Bile acids (BAs) have been demonstrated to exert a variety of metabolic effects and alterations in BAs have been reported in patients with obesity, insulin resistance (IR) and type 2 diabetes mellitus (T2DM). However, it is unclear which metabolic condition is the main contributor to alterations in BAs. In this study, we investigate the associations between different BA profiles with glycemia, obesity or IR status.


Fasting serum concentrations of 15 BA species were determined in a total of 241 individuals (71 drug-naïve patients with T2DM, 95 patients with impaired fasting glucose [IFG], and 75 healthy controls.


A comparison of the mean values of the BAs revealed no significant differences between normoglycemic controls and patients with IFG or T2DM. However, when the entire cohort was divided according to the presence of IR as determined by a homeostasis model assessment of insulin resistance (HOMA-IR) value >2.5, the levels of total BA and most species of BAs were significantly higher in patients with IR than in patients without.

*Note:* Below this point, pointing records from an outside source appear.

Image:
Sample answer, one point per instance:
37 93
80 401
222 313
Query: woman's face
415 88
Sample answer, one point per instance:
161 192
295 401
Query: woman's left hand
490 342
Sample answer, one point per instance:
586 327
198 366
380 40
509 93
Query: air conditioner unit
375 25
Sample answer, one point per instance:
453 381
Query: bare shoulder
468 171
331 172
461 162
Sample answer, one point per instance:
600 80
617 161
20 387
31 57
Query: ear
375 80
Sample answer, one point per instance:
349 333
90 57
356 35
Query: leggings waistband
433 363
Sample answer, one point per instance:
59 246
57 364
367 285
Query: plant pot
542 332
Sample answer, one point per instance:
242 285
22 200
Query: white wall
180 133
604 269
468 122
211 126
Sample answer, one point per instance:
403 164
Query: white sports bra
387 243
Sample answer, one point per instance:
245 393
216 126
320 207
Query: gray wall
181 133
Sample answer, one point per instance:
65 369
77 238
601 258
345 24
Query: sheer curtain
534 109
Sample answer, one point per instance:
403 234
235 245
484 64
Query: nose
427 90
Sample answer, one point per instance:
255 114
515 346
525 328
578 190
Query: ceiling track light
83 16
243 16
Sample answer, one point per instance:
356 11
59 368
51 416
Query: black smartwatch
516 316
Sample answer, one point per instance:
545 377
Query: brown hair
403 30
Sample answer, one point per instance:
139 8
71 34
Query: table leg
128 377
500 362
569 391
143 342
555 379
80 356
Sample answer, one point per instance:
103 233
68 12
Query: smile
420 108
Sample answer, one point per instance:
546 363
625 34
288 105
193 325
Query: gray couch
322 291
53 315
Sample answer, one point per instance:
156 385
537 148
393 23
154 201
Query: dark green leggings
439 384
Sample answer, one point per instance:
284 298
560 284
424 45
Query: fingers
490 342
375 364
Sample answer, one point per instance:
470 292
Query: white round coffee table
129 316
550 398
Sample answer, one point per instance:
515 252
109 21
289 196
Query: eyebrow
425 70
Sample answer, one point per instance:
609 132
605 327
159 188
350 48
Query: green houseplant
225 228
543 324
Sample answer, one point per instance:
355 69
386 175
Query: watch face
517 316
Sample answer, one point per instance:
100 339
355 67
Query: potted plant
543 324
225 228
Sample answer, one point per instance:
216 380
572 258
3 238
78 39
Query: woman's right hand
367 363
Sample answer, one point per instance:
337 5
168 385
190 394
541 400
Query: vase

In the correlation analysis, most species of BAs, as well as total BA, were significantly associated with HOMA-IR levels. Furthermore, when the subjects were divided into four groups according to IR and diabetic status, subjects with IR had significantly higher total BAs than participants without IR both in diabetic and non-diabetic groups. Ultimately, multiple linear regression analysis identified HOMA-IR as the only significant contributor to most serum BA species.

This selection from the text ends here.